Feriado: Saiba quem precisa trabalhar no 1º de maio e quais são os direitos garantidos por lei (Erlon Silva/TRI Digital/Getty Images)
Freelancer
Publicado em 30 de abril de 2026 às 11h16.
O 1º de maio, Dia do Trabalhador, é feriado nacional no Brasil. A data é prevista em lei e garante, em regra, descanso remunerado para trabalhadores com carteira assinada. Em 2026, o feriado cai em uma sexta-feira, o que prolonga o descanso para quem não estiver escalado.
Apesar de a folga ser a regra, nem todo mundo pode parar. Profissionais de áreas essenciais — como saúde, segurança, transporte, energia, hotelaria, alimentação e parte do comércio — podem ser convocados normalmente. Nesses casos, a empresa precisa seguir regras específicas da legislação trabalhista e, em muitos setores, também respeitar o que foi definido em convenção coletiva.
O Dia do Trabalhador é feriado nacional, não ponto facultativo. Isso significa que a data tem previsão legal e vale em todo o país, com impacto direto sobre jornadas, escalas e funcionamento de empresas. Na prática, quem trabalha em regime CLT tem direito à folga remunerada, salvo exceções previstas em lei.
A CLT proíbe o trabalho em feriados como regra geral, mas permite exceções em atividades que não podem ser interrompidas ou que tenham autorização para funcionar. Entram nessa lista hospitais, farmácias, transporte público, segurança, restaurantes, hotéis, postos de combustíveis, serviços de emergência e parte do varejo.

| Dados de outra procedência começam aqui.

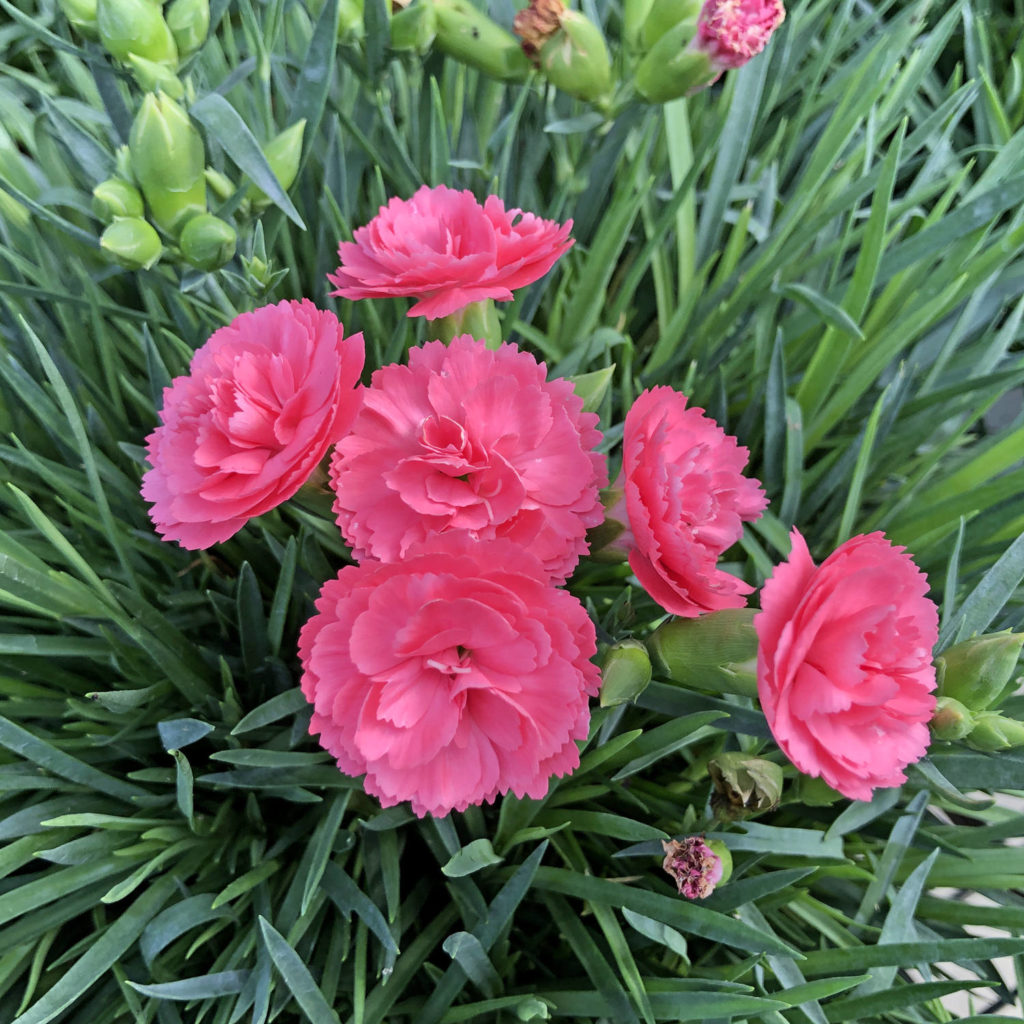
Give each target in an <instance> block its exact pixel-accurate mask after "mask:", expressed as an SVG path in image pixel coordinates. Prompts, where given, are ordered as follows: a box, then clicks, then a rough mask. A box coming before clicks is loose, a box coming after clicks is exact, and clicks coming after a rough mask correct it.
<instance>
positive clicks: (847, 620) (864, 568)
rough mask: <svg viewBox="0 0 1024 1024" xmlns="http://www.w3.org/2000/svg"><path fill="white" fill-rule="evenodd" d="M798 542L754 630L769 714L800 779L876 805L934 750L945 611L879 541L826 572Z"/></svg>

No comércio, a discussão envolve ainda regras específicas e acordos com sindicatos. Em 2026, o governo prorrogou por 90 dias a entrada em vigor de novas regras sobre trabalho em feriados no setor, mantendo a necessidade de negociação coletiva como ponto central para parte das atividades.
Quem for escalado para trabalhar no 1º de maio tem direito a compensação. Pela regra geral, existem dois caminhos:
Se a empresa não conceder folga compensatória, o pagamento deve ser feito com adicional de 100% sobre as horas trabalhadas no feriado — o chamado pagamento em dobro.
Se houver acordo para compensação, o trabalhador pode folgar em outro momento, sem receber o adicional. Essa alternativa depende do tipo de jornada, do setor e do que estiver previsto em convenção coletiva ou acordo interno.
Para quem atua em regime 12x36, a lógica é diferente. Nessa jornada, o descanso já é considerado compensado pela própria escala, e por isso o feriado trabalhado não gera automaticamente pagamento em dobro. Ainda assim, convenções coletivas podem prever condições mais vantajosas, então vale checar as regras da categoria.
Depende. Se a atividade permite funcionamento no feriado e a escala foi definida dentro da lei, o trabalhador pode ser convocado. Nesses casos, a ausência injustificada pode gerar desconto salarial e outras medidas previstas pela empresa. Se houver irregularidade — como falta de compensação, escala abusiva ou descumprimento de acordo coletivo — o ideal é procurar o sindicato da categoria ou orientação jurídica.
Para quem não trabalha no feriado, o dia é de descanso remunerado normal. Ou seja: a folga não pode ser descontada do salário. É um direito garantido pela legislação e um dos principais marcos trabalhistas do calendário brasileiro.